5. Identify Regressions

Startup time regression (>15% increase or >2ms absolute):

# Profile with flamegraph
cargo install flamegraph
cargo flamegraph -- target/release/rtk git status

# Open flamegraph.svg
open flamegraph.svg
# Look for:
# - Regex compilation (should be in lazy_static init)
# - Excessive allocations
# - File I/O on startup (should be zero)

Memory regression (>20% increase or >1MB absolute):

# Profile allocations (requires nightly)
cargo +nightly build --release -Z build-std
RUSTFLAGS="-C link-arg=-fuse-ld=lld" cargo +nightly build --release

# Use DHAT for heap profiling
cargo install dhat
# Add to main.rs:
# #[global_allocator]
# static ALLOC: dhat::Alloc = dhat::Alloc;

Token savings regression (<60% savings):

# Run token accuracy tests
cargo test test_token_savings

# Example failure output:
# Git log filter: expected ≥60% savings, got 52.3%

# Fix: Improve filter condensation logic

Common Performance Issues

Issue 1: Regex Recompilation

Symptom: Startup time >20ms, flamegraph shows regex compilation in hot path

Detection:

# Flamegraph shows Regex::new() calls during execution
cargo flamegraph -- target/release/rtk git log -10
# Look for "regex::Regex::new" in non-lazy_static sections

Fix:

// ❌ WRONG: Recompiled on every call
fn filter_line(line: &str) -> Option<&str> {
    let re = Regex::new(r"pattern").unwrap(); // RECOMPILED!
    re.find(line).map(|m| m.as_str())
}

// ✅ RIGHT: Compiled once with lazy_static
use lazy_static::lazy_static;

lazy_static! {
    static ref LINE_PATTERN: Regex = Regex::new(r"pattern").unwrap();
}

fn filter_line(line: &str) -> Option<&str> {
    LINE_PATTERN.find(line).map(|m| m.as_str())
}

Issue 2: Excessive Allocations

Symptom: Memory usage >5MB, many small allocations in flamegraph

Detection:

# DHAT heap profiling
cargo +nightly build --release
valgrind --tool=dhat target/release/rtk git status

Fix:

// ❌ WRONG: Allocates Vec for every line
fn filter_lines(input: &str) -> String {
    input.lines()
        .map(|line| line.to_string()) // Allocates String
        .collect::<Vec<_>>()
        .join("\n")
}

// ✅ RIGHT: Borrow slices, single allocation
fn filter_lines(input: &str) -> String {
    input.lines()
        .collect::<Vec<_>>() // Vec of &str (no String allocation)
        .join("\n")
}

Issue 3: Startup I/O

Symptom: Startup time varies wildly (5ms to 50ms), flamegraph shows file reads

Detection:

# strace on Linux
strace -c target/release/rtk git status 2>&1 | grep -E "open|read"
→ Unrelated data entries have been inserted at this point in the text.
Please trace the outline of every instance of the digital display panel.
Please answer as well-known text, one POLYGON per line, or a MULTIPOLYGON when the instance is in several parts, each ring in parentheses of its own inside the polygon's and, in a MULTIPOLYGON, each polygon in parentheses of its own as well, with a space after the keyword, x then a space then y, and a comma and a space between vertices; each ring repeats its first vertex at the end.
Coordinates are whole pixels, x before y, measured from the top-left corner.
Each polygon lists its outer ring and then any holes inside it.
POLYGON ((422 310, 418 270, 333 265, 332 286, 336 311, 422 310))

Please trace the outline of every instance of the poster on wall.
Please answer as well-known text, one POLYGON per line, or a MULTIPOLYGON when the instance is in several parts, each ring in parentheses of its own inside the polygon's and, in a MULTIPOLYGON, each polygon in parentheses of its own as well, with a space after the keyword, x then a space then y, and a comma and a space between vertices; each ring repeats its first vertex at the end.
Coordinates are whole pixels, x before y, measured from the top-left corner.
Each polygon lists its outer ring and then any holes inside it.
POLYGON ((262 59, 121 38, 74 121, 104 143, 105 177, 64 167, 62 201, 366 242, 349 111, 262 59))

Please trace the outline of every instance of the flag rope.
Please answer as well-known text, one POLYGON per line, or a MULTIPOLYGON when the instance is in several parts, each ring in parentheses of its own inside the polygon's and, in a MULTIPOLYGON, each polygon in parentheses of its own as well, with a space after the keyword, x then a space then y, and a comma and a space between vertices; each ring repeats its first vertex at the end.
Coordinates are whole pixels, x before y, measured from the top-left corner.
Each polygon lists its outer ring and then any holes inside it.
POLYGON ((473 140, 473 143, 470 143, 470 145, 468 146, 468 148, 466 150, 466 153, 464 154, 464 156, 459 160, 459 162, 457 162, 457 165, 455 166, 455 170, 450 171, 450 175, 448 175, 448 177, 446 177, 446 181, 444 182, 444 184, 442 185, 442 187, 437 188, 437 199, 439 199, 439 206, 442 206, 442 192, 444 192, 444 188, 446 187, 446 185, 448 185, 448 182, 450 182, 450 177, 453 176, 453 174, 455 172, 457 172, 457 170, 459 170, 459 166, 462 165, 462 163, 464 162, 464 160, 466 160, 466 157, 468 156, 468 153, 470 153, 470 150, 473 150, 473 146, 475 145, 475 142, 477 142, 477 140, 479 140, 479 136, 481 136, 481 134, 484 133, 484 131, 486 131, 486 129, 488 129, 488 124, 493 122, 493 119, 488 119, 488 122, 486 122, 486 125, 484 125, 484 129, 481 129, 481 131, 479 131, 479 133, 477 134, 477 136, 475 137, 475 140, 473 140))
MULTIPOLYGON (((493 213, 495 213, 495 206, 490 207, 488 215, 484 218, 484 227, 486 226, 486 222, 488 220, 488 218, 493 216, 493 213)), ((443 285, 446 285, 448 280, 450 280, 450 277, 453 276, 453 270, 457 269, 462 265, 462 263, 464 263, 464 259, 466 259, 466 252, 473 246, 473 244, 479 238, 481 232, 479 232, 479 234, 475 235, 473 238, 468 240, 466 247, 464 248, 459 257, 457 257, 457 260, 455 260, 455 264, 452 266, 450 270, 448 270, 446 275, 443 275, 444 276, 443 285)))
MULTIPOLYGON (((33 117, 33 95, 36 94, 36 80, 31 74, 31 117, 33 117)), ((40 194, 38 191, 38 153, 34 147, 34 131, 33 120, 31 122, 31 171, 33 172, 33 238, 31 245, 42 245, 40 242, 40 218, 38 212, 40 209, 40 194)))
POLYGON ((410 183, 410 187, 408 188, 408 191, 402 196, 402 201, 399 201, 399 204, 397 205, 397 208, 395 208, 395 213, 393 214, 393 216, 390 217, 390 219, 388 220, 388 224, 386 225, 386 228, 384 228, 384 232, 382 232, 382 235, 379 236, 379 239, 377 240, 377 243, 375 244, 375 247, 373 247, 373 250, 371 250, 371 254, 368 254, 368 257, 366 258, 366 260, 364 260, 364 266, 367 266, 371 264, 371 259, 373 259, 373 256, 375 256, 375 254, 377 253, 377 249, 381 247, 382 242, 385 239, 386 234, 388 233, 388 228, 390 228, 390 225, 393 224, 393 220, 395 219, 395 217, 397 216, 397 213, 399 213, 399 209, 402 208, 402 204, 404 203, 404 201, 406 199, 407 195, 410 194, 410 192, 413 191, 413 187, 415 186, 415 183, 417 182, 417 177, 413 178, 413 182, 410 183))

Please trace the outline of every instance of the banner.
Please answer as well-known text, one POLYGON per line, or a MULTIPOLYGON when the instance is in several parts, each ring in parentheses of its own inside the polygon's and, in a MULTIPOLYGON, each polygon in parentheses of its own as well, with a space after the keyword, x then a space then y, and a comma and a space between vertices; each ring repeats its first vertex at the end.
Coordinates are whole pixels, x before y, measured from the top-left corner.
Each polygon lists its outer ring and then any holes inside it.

# dtrace on macOS (requires SIP disabled)
sudo dtrace -n 'syscall::open*:entry { @[execname] = count(); }' &
target/release/rtk git status
sudo pkill dtrace

Fix:

// ❌ WRONG: File I/O on startup
fn main() {
    let config = load_config().unwrap(); // Reads ~/.config/rtk/config.toml
    // ...
}

// ✅ RIGHT: Lazy config loading (only if needed)
fn main() {
    // No I/O on startup
    // Config loaded on-demand when first accessed
}

Issue 4: Dependency Bloat

Symptom: Binary size >5MB, many unused dependencies in

Cargo.toml

Detection:

# Analyze dependency tree
cargo tree

# Find heavy dependencies
cargo install cargo-bloat
cargo bloat --release --crates

# Example output:
#  File  .text     Size Crate
#  0.5%   2.1%  42.3KB regex
#  0.4%   1.8%  36.1KB clap
# ...

Fix:

# ❌ WRONG: Full feature set (bloat)
[dependencies]
clap = { version = "4", features = ["derive", "color", "suggestions"] }

# ✅ RIGHT: Minimal features
[dependencies]
clap = { version = "4", features = ["derive"], default-features = false }

Optimization Techniques

Technique 1: Lazy Static Initialization

Use case: Regex patterns, static configuration, one-time allocations

Implementation:

use lazy_static::lazy_static;
use regex::Regex;

lazy_static! {
    static ref COMMIT_HASH: Regex = Regex::new(r"[0-9a-f]{7,40}").unwrap();
    static ref AUTHOR_LINE: Regex = Regex::new(r"^Author: (.+)$").unwrap();
    static ref DATE_LINE: Regex = Regex::new(r"^Date: (.+)$").unwrap();
}

// All regex compiled once at startup, reused forever

Impact: ~5-10ms saved per regex pattern (if compiled at runtime)

Technique 2: Zero-Copy String Processing

Use case: Filter output without allocating intermediate Strings

Implementation:

// ❌ WRONG: Allocates String for every line
fn filter(input: &str) -> String {
    input.lines()
        .filter(|line| !line.is_empty())
        .map(|line| line.to_string()) // Allocates!
        .collect::<Vec<_>>()
        .join("\n")
}

// ✅ RIGHT: Borrow slices, single final allocation
fn filter(input: &str) -> String {
    input.lines()
        .filter(|line| !line.is_empty())
        .collect::<Vec<_>>() // Vec<&str> (no String alloc)
        .join("\n") // Single allocation for joined result
}

Impact: ~1-2MB memory saved, ~1-2ms startup saved

Technique 3: Minimal Dependencies

Use case: Reduce binary size and compile time

Implementation:

# Only include features you actually use
[dependencies]
clap = { version = "4", features = ["derive"], default-features = false }
serde = { version = "1", features = ["derive"], default-features = false }

# Avoid heavy dependencies
# ❌ Avoid: tokio (adds 5-10ms startup overhead)
# ❌ Avoid: full regex (use regex-lite if possible)
# ✅ Use: anyhow (lightweight error handling)
# ✅ Use: lazy_static (zero runtime overhead)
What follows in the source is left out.